His progeny will continue on, as over the years we have sold several of his offspring as breeding stock continuing the trend of "The Gentle Giant" in Red Wattle circles. In his place our boar Wally will carry on with the 7 sows we have. Due to the great taste of this raw milk fed, pasture raised meat all our feeder pigs are sold up until April 2015. I'll be taking orders for that pork after Jan 2. Email us at email@example.com if interested.
SCHOOL: I completed my first semester at UIUC (the University of Illinois, Champaign) without falling down any of the English Building stairs. As the oldest undergraduate on campus I consider this a great accomplishment. I certainly struggled to keep up with the technology requirements and discovered a few of my writing implements to be outdated.
I honestly had a riot hanging out with so many, brilliant students who tolerated all my "in my day" stories. I taught them about wall phones, 8 track players and black and white TV's while they showed me how to put a Pusheen Sticker on my text messages and make movies on my PC.

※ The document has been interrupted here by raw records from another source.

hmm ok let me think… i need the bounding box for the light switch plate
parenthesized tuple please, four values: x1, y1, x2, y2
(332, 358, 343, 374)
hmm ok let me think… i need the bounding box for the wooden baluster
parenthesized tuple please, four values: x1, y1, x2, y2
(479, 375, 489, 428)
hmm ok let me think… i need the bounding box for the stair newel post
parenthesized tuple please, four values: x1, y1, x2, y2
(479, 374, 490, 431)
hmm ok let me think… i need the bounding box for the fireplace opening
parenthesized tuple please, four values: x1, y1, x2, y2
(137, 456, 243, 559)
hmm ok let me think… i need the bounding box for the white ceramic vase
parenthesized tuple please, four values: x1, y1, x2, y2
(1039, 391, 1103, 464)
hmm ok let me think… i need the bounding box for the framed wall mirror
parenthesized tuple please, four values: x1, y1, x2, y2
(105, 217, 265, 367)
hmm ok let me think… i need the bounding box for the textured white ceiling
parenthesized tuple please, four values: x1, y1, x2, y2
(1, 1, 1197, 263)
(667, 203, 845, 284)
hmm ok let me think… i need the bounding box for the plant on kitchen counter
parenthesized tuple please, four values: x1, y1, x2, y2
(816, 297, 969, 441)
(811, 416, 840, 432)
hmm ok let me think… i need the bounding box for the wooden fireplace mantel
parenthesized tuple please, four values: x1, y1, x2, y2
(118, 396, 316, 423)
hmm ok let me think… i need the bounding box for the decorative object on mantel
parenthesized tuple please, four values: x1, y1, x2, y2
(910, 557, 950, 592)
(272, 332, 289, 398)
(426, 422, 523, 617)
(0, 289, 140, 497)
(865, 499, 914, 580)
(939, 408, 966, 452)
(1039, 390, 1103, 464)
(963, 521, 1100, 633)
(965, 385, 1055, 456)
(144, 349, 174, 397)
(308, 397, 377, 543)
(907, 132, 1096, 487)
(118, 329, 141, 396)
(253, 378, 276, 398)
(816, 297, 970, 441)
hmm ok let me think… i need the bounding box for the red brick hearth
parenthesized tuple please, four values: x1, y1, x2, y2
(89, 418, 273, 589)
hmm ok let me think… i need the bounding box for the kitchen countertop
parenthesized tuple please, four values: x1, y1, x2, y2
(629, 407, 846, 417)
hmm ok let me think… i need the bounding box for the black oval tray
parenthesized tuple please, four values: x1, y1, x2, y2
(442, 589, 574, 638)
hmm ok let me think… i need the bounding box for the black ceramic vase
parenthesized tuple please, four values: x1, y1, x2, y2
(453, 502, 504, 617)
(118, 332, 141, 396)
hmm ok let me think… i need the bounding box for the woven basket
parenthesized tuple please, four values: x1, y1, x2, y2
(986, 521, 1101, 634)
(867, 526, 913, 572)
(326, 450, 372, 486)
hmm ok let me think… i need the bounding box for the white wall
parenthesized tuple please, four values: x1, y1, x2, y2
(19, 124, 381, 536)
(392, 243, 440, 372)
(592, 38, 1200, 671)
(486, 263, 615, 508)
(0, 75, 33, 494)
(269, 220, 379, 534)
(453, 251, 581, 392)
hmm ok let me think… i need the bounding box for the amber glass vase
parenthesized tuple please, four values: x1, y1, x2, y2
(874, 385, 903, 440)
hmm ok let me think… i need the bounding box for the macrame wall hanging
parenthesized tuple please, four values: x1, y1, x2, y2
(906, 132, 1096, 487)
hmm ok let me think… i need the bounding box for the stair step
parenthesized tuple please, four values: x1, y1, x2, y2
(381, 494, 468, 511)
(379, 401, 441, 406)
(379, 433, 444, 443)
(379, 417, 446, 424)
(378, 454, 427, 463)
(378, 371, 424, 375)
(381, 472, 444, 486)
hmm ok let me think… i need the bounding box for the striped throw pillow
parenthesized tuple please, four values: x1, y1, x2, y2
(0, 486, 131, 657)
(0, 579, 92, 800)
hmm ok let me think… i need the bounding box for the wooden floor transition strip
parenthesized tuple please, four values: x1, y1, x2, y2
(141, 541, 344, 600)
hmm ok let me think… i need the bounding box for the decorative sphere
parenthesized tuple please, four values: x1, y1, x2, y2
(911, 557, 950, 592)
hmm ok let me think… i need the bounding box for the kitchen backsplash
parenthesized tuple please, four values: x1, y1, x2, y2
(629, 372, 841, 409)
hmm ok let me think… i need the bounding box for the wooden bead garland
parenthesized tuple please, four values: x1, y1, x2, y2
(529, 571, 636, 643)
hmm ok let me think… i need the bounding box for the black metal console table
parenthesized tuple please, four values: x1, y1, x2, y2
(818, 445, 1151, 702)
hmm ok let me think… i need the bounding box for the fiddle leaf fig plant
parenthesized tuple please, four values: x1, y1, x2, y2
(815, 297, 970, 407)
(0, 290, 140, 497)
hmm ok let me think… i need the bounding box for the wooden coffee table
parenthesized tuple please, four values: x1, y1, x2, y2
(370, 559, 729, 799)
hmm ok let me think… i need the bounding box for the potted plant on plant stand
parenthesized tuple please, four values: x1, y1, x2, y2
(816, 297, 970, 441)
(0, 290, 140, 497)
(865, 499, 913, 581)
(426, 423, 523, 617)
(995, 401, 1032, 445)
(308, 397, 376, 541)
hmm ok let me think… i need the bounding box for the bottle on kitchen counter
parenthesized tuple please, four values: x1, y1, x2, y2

I completed one poetry class, one narrative writing class, one course in American Novels prior to 1914 and one writing analysis course. All I did for hours and hours each week was read and write and read and write. I rediscovered my love of poetry, to read it, to write it, to eat it for dinner. I also spent a large amount of time on the road, 2.5 hours commuting each day. Lets hear it for Audio Books!! All in all the semester was intensely satisfying and exhausting and I can not wait to start classes again Jan 20.
Three more semesters to go for my BA in Creative Writing and just a few more years after that for my MFA. Oh well, going to be old and dead one day anyway; might as well be old, dead, and well read.